Religious Movements in American Cities and “Beyond”

I think that a lot of generalizations are made about African-American religions, and I will admit that I fell into such a category before taking this class. African-American religion is not just Christianity, and it’s not just Protestant denominations like the Baptists or Methodists. As we’ve studied and will continue to discover, African-American religious thought is so much more than that — it’s Catholicism, indigenous African traditions, Christian denominations like COGIC, it’s Islam, Nation of Islam, and Santeria and Vodun; it’s rural, it’s urban, and it can’t clearly fit into societal lines.

In Weisenfeld’s two chapters, she had two related, but separate theses. In the first she discussed Arnold Ford and the Ethiopian Hebrews, Noble Drew Ali and the Moorish Science Temple, and Arthur Matthew and the Commandment Keepers. In the second, she explained the origins and evolution of the Nation of Islam under WD Fard and Elijah Muhammad, as well as Father Divine and the Peace Mission.

Her thesis for the first chapter was that regardless of how far from the “norm” these religious traditions were, like many African-American Christians of the time, they connected their religious heritage to Africa. The two groups even were in dialogue together — they “participated in a shared discourse with many black Christians that linked racial identity and spiritual destiny to their homeland [Africa].” The roots of Africa grounded believers with a deep significance put place especially, a sacred geography. This connection to Africa served as a foundation for the identity they formed for themselves as believers and as black people in the United States.

While the second chapter also emphasized connections to Africa, WD Fard and Elijah Muhammad did not create such relationships with the Christians around them. They went so far as to say the Bible was a “poisoned book.” However, they still used the ideas of Africa and heritage to forge identities for their followers. They did reject ideas of “American,” in favor of “Asiatic.” Their emphasis was on black people’s being a nation, “which has no beginning or end.” Father Divine also had ideas that would have not agreed with mainstream Christian thought, since he saw himself as the embodied manifestation of God.  The traditions in this chapter seemed to go beyond just America, and even beyond Africa, and had believers see themselves in a different time and place, and the place of the divine and the individual within human history.

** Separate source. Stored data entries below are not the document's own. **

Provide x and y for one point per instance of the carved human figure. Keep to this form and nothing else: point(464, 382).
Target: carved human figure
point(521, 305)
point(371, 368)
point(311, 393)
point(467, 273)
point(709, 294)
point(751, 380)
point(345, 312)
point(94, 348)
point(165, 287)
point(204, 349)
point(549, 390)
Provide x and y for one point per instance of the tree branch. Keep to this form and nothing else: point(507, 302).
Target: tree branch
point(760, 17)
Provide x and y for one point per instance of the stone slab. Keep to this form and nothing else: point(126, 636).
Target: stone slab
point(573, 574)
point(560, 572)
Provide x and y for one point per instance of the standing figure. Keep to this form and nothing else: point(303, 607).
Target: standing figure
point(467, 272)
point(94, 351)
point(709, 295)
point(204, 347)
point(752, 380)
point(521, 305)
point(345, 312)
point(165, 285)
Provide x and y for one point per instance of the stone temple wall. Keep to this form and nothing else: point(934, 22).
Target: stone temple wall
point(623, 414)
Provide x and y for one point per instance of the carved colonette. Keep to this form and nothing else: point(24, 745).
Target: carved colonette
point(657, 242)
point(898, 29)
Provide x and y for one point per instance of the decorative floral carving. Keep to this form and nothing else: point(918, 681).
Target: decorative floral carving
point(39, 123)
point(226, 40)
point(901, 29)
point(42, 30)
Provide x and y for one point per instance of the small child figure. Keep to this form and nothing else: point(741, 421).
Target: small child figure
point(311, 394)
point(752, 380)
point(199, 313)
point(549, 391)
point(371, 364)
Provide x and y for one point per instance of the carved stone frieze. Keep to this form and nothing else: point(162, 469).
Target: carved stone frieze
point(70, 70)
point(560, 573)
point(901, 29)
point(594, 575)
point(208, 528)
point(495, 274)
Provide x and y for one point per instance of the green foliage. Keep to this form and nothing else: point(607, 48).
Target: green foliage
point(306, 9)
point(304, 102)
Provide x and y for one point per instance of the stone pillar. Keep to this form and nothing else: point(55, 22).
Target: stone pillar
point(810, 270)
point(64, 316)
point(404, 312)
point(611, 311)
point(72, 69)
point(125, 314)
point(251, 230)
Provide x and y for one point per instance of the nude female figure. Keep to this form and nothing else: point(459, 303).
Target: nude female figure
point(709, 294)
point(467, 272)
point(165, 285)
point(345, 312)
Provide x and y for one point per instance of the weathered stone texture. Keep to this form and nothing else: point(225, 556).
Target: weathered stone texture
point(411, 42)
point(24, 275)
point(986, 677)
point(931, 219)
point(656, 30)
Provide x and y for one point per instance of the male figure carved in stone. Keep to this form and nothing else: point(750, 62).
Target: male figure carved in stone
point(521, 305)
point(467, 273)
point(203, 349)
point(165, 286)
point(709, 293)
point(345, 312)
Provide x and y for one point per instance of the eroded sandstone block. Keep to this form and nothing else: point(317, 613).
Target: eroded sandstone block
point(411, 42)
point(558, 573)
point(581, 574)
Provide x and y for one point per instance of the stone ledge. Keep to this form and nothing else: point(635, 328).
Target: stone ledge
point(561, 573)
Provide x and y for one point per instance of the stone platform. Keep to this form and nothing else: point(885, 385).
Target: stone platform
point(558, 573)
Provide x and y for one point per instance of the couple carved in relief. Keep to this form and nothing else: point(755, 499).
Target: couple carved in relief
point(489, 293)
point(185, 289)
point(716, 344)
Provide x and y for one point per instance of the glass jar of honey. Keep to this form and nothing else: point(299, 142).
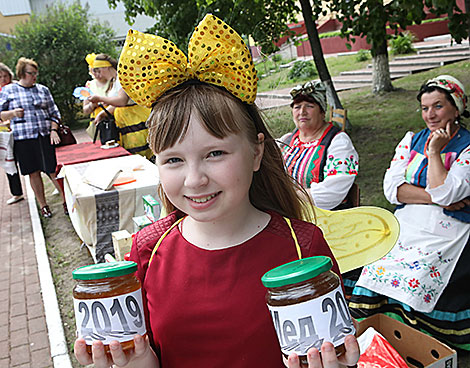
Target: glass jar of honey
point(108, 303)
point(307, 305)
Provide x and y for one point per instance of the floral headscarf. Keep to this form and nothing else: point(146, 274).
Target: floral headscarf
point(454, 87)
point(314, 89)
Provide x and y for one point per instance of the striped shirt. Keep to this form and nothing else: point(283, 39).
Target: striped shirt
point(39, 110)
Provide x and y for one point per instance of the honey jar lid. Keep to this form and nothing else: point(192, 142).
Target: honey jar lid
point(104, 270)
point(296, 271)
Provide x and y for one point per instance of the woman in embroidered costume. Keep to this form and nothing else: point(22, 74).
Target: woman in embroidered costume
point(317, 154)
point(222, 176)
point(422, 279)
point(130, 118)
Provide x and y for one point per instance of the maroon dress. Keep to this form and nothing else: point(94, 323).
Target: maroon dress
point(206, 308)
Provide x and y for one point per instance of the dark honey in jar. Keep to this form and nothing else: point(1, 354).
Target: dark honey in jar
point(108, 304)
point(307, 305)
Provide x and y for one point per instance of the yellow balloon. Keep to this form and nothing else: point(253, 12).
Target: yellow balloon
point(357, 236)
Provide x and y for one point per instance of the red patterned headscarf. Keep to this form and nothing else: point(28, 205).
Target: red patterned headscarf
point(454, 87)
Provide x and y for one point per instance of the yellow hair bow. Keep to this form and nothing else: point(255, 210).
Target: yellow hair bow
point(150, 65)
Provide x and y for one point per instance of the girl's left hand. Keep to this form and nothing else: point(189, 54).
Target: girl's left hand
point(55, 139)
point(328, 358)
point(439, 138)
point(94, 99)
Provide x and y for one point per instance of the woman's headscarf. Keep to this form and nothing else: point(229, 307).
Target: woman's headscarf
point(454, 87)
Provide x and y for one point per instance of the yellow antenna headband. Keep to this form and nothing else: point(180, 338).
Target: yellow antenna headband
point(93, 63)
point(150, 65)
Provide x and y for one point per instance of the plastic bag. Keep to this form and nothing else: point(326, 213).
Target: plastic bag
point(376, 352)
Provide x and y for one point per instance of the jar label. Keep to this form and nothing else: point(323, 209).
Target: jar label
point(116, 318)
point(308, 324)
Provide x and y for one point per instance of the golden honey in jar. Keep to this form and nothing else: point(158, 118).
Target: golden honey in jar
point(108, 305)
point(307, 305)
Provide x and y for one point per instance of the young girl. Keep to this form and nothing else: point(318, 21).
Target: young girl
point(221, 173)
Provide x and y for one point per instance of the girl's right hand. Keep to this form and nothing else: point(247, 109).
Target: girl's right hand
point(141, 356)
point(328, 358)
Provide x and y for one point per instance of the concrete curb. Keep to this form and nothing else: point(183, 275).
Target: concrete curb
point(58, 344)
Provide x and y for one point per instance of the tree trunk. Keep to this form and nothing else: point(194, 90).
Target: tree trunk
point(467, 11)
point(317, 52)
point(381, 81)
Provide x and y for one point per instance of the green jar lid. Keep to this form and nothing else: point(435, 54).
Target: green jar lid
point(296, 271)
point(104, 270)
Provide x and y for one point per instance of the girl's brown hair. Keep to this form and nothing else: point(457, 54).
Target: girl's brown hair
point(223, 114)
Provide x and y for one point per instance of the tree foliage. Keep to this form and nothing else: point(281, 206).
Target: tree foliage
point(369, 18)
point(58, 41)
point(265, 20)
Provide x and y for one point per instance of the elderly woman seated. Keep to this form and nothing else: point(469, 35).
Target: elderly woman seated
point(422, 280)
point(317, 154)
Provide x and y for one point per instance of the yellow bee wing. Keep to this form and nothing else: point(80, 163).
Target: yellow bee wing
point(357, 236)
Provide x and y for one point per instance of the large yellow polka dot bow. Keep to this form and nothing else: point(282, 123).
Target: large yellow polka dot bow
point(150, 65)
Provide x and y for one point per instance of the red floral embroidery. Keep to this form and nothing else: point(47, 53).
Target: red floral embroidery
point(413, 283)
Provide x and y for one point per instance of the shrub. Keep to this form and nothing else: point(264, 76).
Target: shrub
point(363, 55)
point(402, 44)
point(302, 70)
point(277, 58)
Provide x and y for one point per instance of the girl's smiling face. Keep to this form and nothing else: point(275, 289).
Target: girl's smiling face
point(437, 110)
point(209, 178)
point(5, 78)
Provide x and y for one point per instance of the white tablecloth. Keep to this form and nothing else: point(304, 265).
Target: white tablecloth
point(96, 213)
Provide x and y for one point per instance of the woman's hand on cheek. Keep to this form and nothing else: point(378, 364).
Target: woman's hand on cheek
point(328, 358)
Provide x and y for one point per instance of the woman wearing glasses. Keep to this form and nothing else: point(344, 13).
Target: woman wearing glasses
point(317, 154)
point(34, 119)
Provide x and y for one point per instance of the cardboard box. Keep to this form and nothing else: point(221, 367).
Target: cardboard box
point(122, 243)
point(140, 222)
point(416, 348)
point(151, 207)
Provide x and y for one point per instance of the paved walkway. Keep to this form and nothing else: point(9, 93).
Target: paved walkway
point(29, 315)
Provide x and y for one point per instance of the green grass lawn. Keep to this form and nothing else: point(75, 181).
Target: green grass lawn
point(378, 124)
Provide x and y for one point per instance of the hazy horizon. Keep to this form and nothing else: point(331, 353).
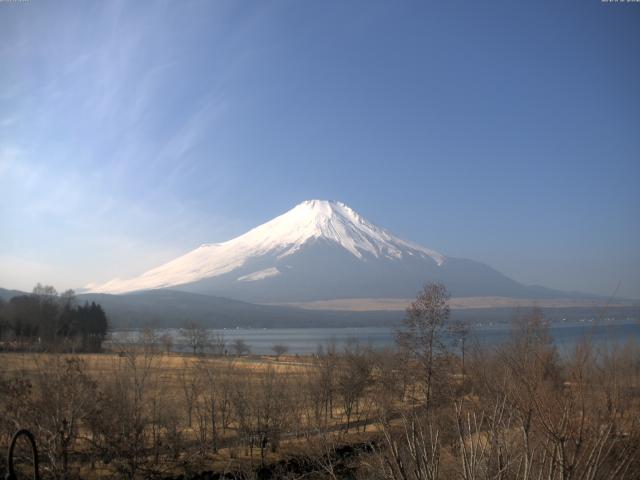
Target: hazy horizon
point(130, 133)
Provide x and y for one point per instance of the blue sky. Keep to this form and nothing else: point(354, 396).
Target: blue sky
point(506, 132)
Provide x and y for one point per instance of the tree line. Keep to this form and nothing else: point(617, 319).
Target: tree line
point(48, 321)
point(427, 410)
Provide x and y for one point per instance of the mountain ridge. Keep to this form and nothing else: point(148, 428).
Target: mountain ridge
point(320, 250)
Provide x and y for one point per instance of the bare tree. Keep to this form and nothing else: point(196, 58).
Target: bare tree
point(195, 336)
point(421, 331)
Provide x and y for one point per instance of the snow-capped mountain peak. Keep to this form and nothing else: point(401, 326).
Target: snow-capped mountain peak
point(309, 221)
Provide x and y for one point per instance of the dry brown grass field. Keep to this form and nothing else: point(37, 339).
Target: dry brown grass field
point(518, 411)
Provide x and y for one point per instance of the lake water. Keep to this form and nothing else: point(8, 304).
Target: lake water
point(306, 340)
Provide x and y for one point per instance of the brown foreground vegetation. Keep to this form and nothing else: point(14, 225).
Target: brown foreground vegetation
point(518, 411)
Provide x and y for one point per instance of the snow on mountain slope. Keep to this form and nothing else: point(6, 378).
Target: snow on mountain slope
point(312, 220)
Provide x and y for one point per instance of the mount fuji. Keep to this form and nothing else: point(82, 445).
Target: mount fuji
point(321, 250)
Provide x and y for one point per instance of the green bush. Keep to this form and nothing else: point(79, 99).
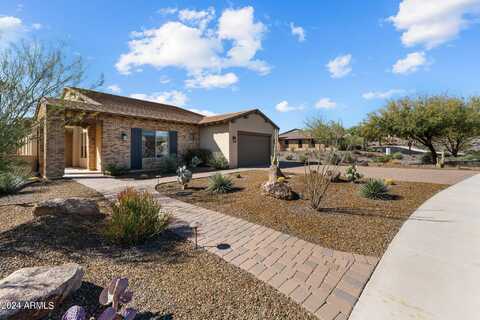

The second chapter closed with the idea that “the power of the narratives to draw blacks in the urban north into new identities that did not rely on slavery as the experience that created black peoplehood.” Blacks became the “religious agents,” rather than the “objects of missions.” I think that sentiment is powerful, in that we’re beginning to see the development of religious thought and identity on a group’s own terms, rather than them trying to fit within an already pre-determined mold.